Under labor contracts and state laws, police unions have an obligation to represent officers who are fired and wish to be reinstated. In recent years, cities in Snohomish County and the rest of the state have grown wary of cases where officers take their case before arbitrators. Under labor contracts, arbitrators have authority to reinstate officers and order back pay.

That’s happened at least twice since 2008, once in Monroe and once in Mountlake Terrace.

In addition, there was a ruling last year where an arbitrator ordered the state Department of Corrections to reverse the firings of three Monroe Correctional Complex officers after they were accused of misconduct, dishonesty and dereliction of duty in the days surrounding the 2011 murder of officer Jayme Biendl.

In some local cities, police administrators privately say they’ve opted at times to assign lesser degrees of discipline to officers in hopes of warding off legal challenges by labor groups.

In Lake Stevens, the city signed a “last-chance” agreement with an officer in exchange for a dropped grievance. That officer later was fired, after at least seven internal investigations.

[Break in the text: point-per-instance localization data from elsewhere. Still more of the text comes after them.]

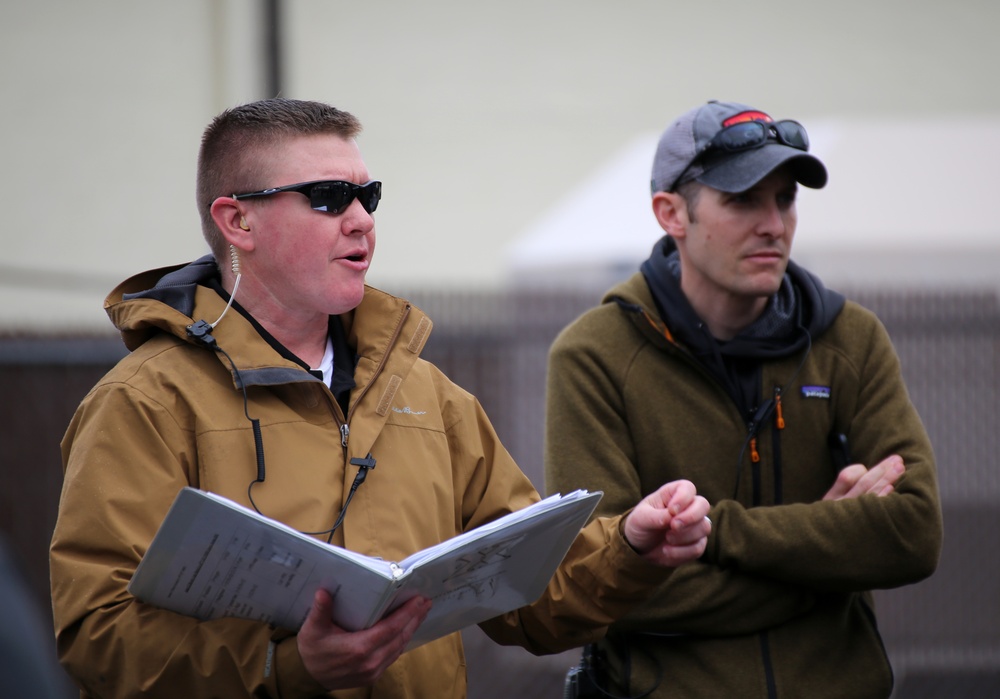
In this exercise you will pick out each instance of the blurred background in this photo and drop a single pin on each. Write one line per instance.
(514, 141)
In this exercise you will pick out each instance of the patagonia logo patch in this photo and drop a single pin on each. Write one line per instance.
(816, 392)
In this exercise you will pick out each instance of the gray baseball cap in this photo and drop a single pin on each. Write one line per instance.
(683, 153)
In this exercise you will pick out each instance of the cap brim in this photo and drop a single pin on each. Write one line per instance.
(740, 172)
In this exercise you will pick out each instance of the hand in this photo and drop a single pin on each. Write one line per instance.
(855, 480)
(671, 526)
(340, 659)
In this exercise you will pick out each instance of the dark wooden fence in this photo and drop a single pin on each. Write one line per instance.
(943, 634)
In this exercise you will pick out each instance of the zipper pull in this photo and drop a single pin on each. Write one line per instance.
(779, 419)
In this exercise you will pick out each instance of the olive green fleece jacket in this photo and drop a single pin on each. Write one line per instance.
(171, 414)
(780, 605)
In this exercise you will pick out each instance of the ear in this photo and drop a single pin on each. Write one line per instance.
(671, 213)
(233, 221)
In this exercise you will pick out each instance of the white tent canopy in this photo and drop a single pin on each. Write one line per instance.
(909, 204)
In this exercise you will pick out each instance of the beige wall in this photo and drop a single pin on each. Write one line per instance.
(478, 116)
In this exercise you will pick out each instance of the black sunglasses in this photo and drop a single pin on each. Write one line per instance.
(754, 134)
(331, 196)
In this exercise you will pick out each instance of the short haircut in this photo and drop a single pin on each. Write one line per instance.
(235, 147)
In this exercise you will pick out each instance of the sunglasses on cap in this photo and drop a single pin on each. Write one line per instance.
(754, 134)
(331, 196)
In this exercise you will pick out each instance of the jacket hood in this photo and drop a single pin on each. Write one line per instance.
(167, 299)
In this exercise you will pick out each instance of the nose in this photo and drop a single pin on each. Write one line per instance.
(773, 220)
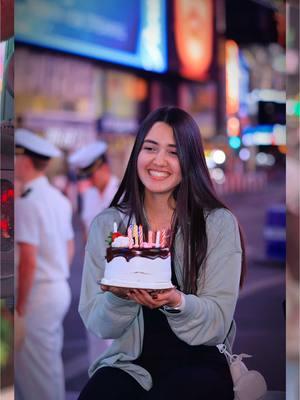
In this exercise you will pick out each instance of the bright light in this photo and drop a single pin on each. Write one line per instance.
(233, 126)
(234, 142)
(277, 96)
(265, 159)
(219, 156)
(247, 139)
(244, 154)
(210, 162)
(232, 77)
(218, 175)
(290, 105)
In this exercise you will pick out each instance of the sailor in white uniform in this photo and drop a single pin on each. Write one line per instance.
(91, 161)
(44, 238)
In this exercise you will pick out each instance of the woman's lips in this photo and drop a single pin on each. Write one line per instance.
(159, 175)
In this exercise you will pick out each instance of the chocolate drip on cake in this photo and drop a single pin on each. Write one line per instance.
(128, 254)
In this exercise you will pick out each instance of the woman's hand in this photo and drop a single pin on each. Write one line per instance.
(118, 291)
(155, 298)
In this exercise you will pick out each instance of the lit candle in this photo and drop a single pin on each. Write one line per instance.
(135, 235)
(115, 227)
(157, 242)
(129, 233)
(150, 237)
(163, 238)
(141, 236)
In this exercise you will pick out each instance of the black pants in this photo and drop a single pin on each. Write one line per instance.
(193, 383)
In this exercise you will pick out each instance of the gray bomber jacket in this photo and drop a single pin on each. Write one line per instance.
(206, 318)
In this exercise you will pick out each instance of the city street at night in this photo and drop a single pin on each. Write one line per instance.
(259, 315)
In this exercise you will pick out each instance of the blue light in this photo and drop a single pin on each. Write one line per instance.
(234, 142)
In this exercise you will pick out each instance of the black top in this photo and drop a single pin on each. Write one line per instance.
(163, 350)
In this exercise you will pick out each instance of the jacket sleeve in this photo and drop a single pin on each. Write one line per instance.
(207, 316)
(103, 313)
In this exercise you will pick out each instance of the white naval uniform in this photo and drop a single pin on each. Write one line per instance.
(94, 202)
(44, 219)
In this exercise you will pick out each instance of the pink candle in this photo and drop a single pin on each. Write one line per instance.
(141, 239)
(129, 233)
(163, 238)
(135, 235)
(150, 237)
(157, 241)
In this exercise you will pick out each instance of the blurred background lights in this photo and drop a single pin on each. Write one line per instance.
(218, 175)
(219, 156)
(265, 159)
(233, 126)
(234, 142)
(244, 154)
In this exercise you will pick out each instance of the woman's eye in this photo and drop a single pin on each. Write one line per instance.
(149, 148)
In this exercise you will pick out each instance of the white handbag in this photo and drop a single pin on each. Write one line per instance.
(247, 385)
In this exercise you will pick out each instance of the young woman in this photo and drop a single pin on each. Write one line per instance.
(165, 342)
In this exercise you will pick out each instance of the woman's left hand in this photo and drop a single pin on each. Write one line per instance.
(170, 297)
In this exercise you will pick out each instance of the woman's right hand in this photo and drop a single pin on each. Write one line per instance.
(117, 291)
(124, 293)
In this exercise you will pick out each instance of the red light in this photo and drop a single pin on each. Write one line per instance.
(4, 225)
(8, 194)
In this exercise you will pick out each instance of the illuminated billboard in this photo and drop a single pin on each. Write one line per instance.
(191, 48)
(131, 33)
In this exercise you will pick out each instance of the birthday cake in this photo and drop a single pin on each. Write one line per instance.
(135, 263)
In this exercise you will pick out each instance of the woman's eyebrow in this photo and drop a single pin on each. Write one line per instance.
(154, 142)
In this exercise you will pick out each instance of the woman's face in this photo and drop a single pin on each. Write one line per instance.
(158, 164)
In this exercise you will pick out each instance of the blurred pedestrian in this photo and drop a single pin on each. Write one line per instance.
(165, 342)
(91, 162)
(44, 238)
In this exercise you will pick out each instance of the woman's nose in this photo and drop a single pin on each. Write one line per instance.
(160, 158)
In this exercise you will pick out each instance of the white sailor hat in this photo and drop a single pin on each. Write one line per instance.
(88, 158)
(31, 144)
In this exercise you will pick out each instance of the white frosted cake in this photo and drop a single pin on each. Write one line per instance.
(133, 263)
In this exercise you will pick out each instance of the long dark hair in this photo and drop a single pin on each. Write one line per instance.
(195, 195)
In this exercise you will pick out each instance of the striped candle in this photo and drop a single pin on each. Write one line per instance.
(157, 242)
(163, 238)
(135, 235)
(129, 233)
(150, 237)
(141, 236)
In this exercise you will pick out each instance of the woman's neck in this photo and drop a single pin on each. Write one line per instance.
(159, 210)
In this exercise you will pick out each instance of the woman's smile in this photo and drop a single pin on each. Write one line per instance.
(158, 175)
(158, 164)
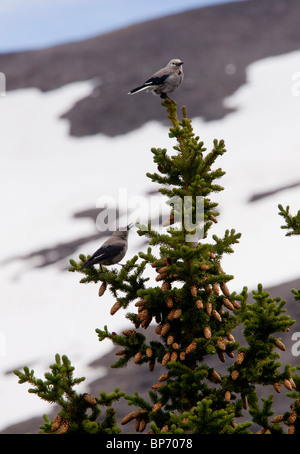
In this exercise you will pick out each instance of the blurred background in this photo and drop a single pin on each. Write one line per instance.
(66, 117)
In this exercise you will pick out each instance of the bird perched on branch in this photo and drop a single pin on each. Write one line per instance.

State police experts this year are seeking legislation that would change how arbitrators can be involved in misconduct firings.

Last year, Marysville Police Chief Rick Smith wrote in a memo that the Carlile shooting was an “aberration” for the officer.

Carlile normally handled guns safely and he made a “singular mistake” with tragic consequences, the report said.

“While the investigator and the facts may make clear that this incident was an ‘aberration,’ the public expects law enforcement officers to understand and practice responsible firearms ownership. Which in this case, it means securing a firearm so that horrible accidents simply cannot occur,” the chief wrote.